Gabriele Natalizia è professore di Relazioni internazionali alla Sapienza e direttore del centro studi Geopolitica.info. Dall’annessione della Groenlandia al Golfo del Messico che diventa Golfo d’America, al resort a Gaza fino all’Ucraina: cosa abbiamo capito fin qui della “dottrina Trump”? C’è qualcosa di coerente o sono esternazioni tra loro scollegate?

Al momento non credo sia possibile parlare di una dottrina Trump, d’altronde siamo di fronte ai primissimi passi della nuova amministrazione in campo internazionale, che non sono stati ancora codificati né in maniera sistematica né all’interno di un discorso sulla politica estera americana né all’interno di un documento sulla sicurezza nazionale.

È possibile tuttavia rinvenire alcune indicazioni interessanti per quanto riguarda le direttrici su cui si muoverà l’amministrazione Trump nel prossimo quadriennio e anzitutto sembra chiaro che l’amministrazione Trump voglia conseguire l’obiettivo di mettere al sicuro l’emisfero occidentale da influenze malevole esterne, in particolare quelle di Cina e Russia.

Credo che in questa chiave vada letta l’ipotesi di dazi contro il Messico, la ridenominazione del Golfo del Messico in Golfo d’America per ottenere un riallineamento forte del governo messicano, anche per quanto riguarda i temi delle importazioni di fentanyl e dell’immigrazione clandestina.

Allo stesso modo, sempre in funzione di contenimento della Cina, in particolare della sua proiezione nell’emisfero occidentale, va letta l’ipotesi ventilata di un ritorno del canale di Panama sotto il controllo americano.

Infine, invece, per quanto riguarda il contenimento nei confronti della federazione russa, credo che la questione della Groenlandia vada letta in questa chiave, ovvero la Groenlandia costituisce una sorta di portaerei da cui controllare l’accesso nord verso l’Atlantico, che soprattutto in caso di guerra sarebbe centrale per la sicurezza degli Stati Uniti, ma anche per la possibilità di una proiezione americana verso l’Europa nel caso di un attacco russo sul nostro continente.

Dalla prospettiva dell’Unione europea, qual è l’esito auspicabile – o almeno il meno deprecabile – di una possibile tregua intorno all’Ucraina?

Credo che ormai non si possa purtroppo più riflettere sull’esito migliore in senso assoluto, che sarebbe stato ovviamente quello del completo respingimento delle forze militari della federazione russa, quantomeno sulle posizioni pre-24 febbraio 2022.

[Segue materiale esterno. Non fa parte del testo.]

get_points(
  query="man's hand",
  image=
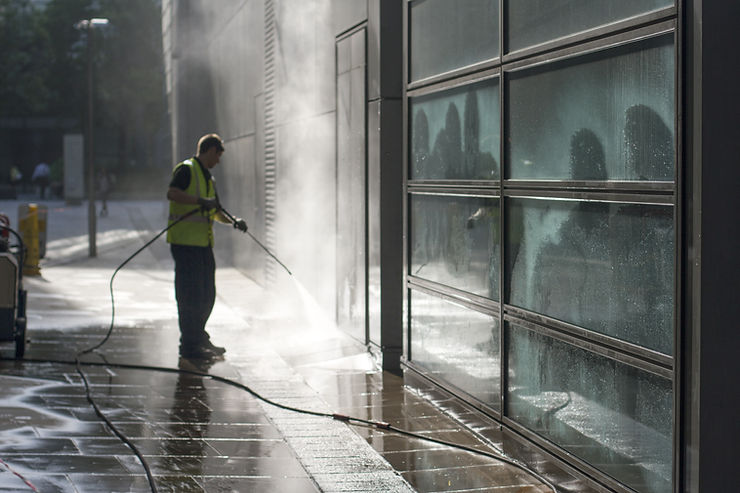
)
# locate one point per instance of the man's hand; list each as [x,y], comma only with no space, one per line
[241,225]
[207,204]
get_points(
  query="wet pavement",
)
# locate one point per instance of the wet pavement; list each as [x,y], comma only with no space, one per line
[200,434]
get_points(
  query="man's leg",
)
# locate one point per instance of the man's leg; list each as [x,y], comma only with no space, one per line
[188,292]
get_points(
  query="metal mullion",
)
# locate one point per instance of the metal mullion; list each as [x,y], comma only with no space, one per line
[602,345]
[483,184]
[453,190]
[629,25]
[469,300]
[664,187]
[603,44]
[576,466]
[406,324]
[457,74]
[481,76]
[678,247]
[454,391]
[597,196]
[503,343]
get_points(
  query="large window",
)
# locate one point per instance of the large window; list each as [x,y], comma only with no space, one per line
[606,267]
[612,415]
[605,116]
[457,345]
[448,35]
[531,22]
[455,242]
[542,223]
[455,133]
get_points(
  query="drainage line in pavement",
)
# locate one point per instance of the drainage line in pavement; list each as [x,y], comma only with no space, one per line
[7,466]
[339,417]
[380,425]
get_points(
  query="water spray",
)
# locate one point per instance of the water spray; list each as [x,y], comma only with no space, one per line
[234,221]
[350,420]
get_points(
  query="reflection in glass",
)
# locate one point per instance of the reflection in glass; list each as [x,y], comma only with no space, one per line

Al contrario dobbiamo riflettere sull’esito meno peggiore, per due ragioni. Anzitutto perché le forze russe occupano 120 mila chilometri quadrati di territorio ucraino oltre la Crimea.

D’altro canto gli Stati Uniti con l’amministrazione Trump – ma c’erano già avvisaglie con Biden – si sono decisi a chiudere la partita per concentrare quante più risorse possibile sulla loro priorità strategica, la sfida con la Repubblica Cinese nell’Indo-Pacifico.

E l’Ucraina non riesce a combattere senza un sostegno deciso da parte statunitense, visto che quello europeo non è sufficiente.

Qual è la notizia buona per l’Unione europea? Che comunque l’Ucraina, anche se costretta a qualche dolorosa concessione territoriale, resterà indipendente. Probabilmente non entrerà nella Nato o nell’Unione europea, ma resterà agganciata al sistema di alleanze occidentale.

Il ministro della Difesa italiano Guido Crosetto ha anticipato che a giugno la Nato chiederà ai Paesi membri di aumentare il proprio impegno dal 2 al 3 per cento del Pil in spese militari. E’ realistico che i Paesi membri spendano tanto di più se poi a comandare sulla Nato è il partner più instabile, cioè gli Stati Uniti trumpiani?

Durante la campagna elettorale, Donald Trump ha promesso più volte di tornare ad adottare la tattica della maximum pressure nei rapporti internazionali.

Gli osservatori pensavano che lo avrebbe fatto anzitutto con gli sfidanti degli Stati Uniti. Se questo è stato vero con la Repubblica Popolare Cinese, già sottoposta nuovamente a dazi, non è stato altrettanto vero per la Federazione Russa e la Repubblica Islamica dell’Iran.

Al contrario, la maximum pressure sembra essere stata adottata nei confronti di partner e alleati degli Stati Uniti. Perché?

Probabilmente per estrarre da loro il massimo del contributo possibile per alleviare costi e responsabilità degli Stati Uniti nella difesa dello status quo, scaturito alla fine della Guerra Fredda che, dalla prospettiva di Washington, favorisce anche alleati e partner degli Stati Uniti stessi.

La richiesta fatta circolare in ambito Nato di un 5 per cento del Pil da investire in futuro nel budget militare sembrerebbe più una leva negoziale per ottenere una promessa dagli alleati di alzare la soglia della spesa da raggiungere al 3 per cento nei prossimi dieci anni.

Questo manterrebbe la Nato ferma su una posizione transregionale, di contrasto alla minaccia della Federazione Russa da un lato e dell’instabilità del Mediterraneo dall’altro.

Se invece l’obiettivo fosse realmente quello del 5 per cento, vorrebbe dire che l’amministrazione Trump ha in mente un’altra Nato, con proiezione globale e strumento concreto per contrastare l’ascesa della Repubblica Popolare Cinese.